Meditative Layers
Combining Western and Eastern concepts, my work explores the different relationships that exist between contemporary practices and conventional approaches in visual arts.
This work is a self-reflection about how we can construct our internal world by contemplating time. My work explores visibility and invisibility with the concept of time and spontaneity and physicality in the process of installation. It examines worldviews of time and space through Eastern and Western perspectives and reflects the meditative experience of emptiness as dynamic space. My work is rooted in the Asian belief that life is a cycle while also reflecting the principle of Yin and Yang. I use these concepts and theories in order to express my response to the natural flow of life and the duality of ideas between the East and West. My installations incorporate both concepts of time from the West and East — one from the West where time is understood as linear and one from the East where it is regarded as circular. They represent the progression of time that embraces and filters all human emotions in its immeasurable vastness.
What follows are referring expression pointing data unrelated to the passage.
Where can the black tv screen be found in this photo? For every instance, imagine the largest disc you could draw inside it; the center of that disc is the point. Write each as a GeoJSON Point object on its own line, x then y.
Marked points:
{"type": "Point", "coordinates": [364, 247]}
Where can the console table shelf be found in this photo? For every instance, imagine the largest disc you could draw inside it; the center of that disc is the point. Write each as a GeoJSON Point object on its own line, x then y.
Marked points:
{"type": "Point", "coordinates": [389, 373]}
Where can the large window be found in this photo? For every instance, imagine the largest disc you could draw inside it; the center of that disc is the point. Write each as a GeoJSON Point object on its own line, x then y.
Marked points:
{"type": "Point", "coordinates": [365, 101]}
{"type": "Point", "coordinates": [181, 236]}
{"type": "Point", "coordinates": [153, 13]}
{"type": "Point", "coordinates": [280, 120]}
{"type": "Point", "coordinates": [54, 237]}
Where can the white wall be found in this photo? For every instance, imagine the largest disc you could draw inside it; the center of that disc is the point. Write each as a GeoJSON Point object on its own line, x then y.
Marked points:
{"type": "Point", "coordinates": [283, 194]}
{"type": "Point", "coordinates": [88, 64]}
In eastern Asian cultures, a lotus flower symbolizes the one who overcomes the pain that prevails in the material world and becomes enlightened, just like the lotus flower that grows in dirty and muddy water but manages to surpass the water and produce a perfect flower. The lotus flower centered in the forest of threads signifies purity, enlightenment, self-regeneration and rebirth as a symbolic meaning regarded in eastern Asian cultures.